Recommended reads #163
It’s been a whole month since the last one of these? How about I prune this down to the gems, how about that?
You want to write for the public, but about what? This is a short and very sweet guide to being an academic in public. It does a great job of explaining how you need to talk outside what you have been trained to think what your lane is.
Rationality vs Reasonableness — how do people consider them to be useful measures of judgement in our daily lives? This is some cool science. (also, did you catch my recent deficit model post?)
“It’s time for open to disband.” I saw a lot of people who have been strong advocates for the “open science” in a general sense read this essay and say it’s spectacularly well done.
Here is some good journalism about the huge amount of radioactive waste that is being released as a result of fossil fuel extraction in the US. I really had no idea.
A personal view on Australia’s bushfire crisis, from fellow blogger Manu Saunders
The secret firefighting mission to save the Wollemi pines
My semester with the snowflakes
Chuck Wendig’s explainer about why he’s for Elizabeth Warren is really good. I say that because I think he’s managed to capture what also is my reasoning.
While on the topic of pieces of writing that capture how I feel but in a manner more eloquent than I think I usually am, see Summer Brenner’s story about weighted blankets. You know how sometimes you read something and think, “my gosh, this is exactly how I feel?”
“Targeting the Achievement Gap: Strategies Toward Removing Inequities in Undergraduate Immunology Education” (though really, you don’t have to be an immunologist or be teaching immunology to benefit from this)
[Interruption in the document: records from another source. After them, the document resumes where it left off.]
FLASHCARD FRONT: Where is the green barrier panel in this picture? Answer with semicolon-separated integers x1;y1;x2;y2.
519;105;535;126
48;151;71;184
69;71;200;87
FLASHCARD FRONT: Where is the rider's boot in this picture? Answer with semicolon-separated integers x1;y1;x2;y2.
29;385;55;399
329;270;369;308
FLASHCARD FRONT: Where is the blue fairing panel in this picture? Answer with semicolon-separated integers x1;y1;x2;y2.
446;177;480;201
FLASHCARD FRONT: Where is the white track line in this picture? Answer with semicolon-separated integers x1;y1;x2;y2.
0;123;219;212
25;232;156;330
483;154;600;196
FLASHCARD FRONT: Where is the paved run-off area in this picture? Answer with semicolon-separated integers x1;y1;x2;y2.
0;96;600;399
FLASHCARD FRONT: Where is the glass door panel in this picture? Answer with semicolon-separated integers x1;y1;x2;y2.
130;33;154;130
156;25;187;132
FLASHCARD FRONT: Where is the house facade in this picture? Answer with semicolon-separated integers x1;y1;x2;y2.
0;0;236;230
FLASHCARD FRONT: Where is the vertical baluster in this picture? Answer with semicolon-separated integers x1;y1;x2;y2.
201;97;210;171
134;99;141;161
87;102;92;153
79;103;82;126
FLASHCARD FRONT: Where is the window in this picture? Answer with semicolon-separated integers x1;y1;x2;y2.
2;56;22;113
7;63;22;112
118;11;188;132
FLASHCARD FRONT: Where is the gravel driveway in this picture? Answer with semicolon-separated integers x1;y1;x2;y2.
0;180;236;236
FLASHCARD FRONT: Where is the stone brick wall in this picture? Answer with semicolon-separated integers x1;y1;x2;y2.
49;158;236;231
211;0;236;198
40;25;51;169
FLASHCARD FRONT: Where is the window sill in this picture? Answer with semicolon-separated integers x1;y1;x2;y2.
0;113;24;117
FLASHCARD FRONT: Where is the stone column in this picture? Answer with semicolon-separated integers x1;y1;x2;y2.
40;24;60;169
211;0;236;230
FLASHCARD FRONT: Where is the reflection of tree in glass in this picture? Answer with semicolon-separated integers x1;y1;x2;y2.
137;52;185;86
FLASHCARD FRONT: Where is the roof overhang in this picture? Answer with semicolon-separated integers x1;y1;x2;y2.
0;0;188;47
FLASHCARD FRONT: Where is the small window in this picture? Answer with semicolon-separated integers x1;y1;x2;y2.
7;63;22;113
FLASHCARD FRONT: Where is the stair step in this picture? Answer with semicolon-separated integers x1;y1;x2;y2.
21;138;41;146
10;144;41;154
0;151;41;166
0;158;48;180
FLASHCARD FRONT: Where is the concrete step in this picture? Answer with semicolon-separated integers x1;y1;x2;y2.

As the new year was starting, we lost Courtney Mykytyn, much before her time. She was an activist for the integration of public schools, and founded the organization Integrated Schools. I didn’t know her well, though I have been close with families that worked with her as their children were starting elementary school, and folks who have learned what it truly means when we say that our public schools are for everybody, and the harm generated by resource hoarding by white families in diverse public schools. The major papers of record wrote some beautiful obituaries, including this one from the Washington Post.
“A Preponderance of Overt Racism” at Woods Hole.
Here’s an obituary for Bill Ebeltoft.
My first novel of the year was Cloud Atlas. And holy fricking moly that was a great book. That said, I can’t even imagine how they bothered to attempt to make a movie out of it. It also makes me want to read The Bone Clocks, which is buried in my stack of books I hope to get to.
My second book of the year was Jonathan Safran Foer’s We Are The Weather. (I picked it up at the world famous Strand bookstore! My first time there! And hmm, it’s no Powell’s, sorry not sorry.) He makes the argument that a collective decision to scale down meat production is critical to address the climate crisis. I think he’s not wrong, and despite that, I wasn’t fond of the book, even though I’m both alarmed about the climate crisis and have been vegetarian for a quarter of a century. While I think it’s great that people who already have literary agents are inspired to write about the climate crisis, there’s are others with more expertise in this realm that we might want to prioritize. I think the evidence was gathered in a post-hoc fashion after the argument was formulated, which I think is nice way of saying cherry-picking through the technical literature. The notion that the book was an argument in search of data is buttressed by the existence of his prior (and, I think, better) piece of non-fiction, about the ethics of eating animals. The opening chapters describe collective action in the US in response to the Second World War, as an all-hands-on-deck-we-must-save-the-world effort, and describes how we essentially need that spirit to respond to global warming, but it’s a lot harder to conjure even though the level of the threat is so certain and so terrible. That part was effective. Anyhow, his novels were great, though. (The opening scene in Extremely Loud and Incredibly Close was just so intense, it took me weeks to gather the fortitude to get through it.)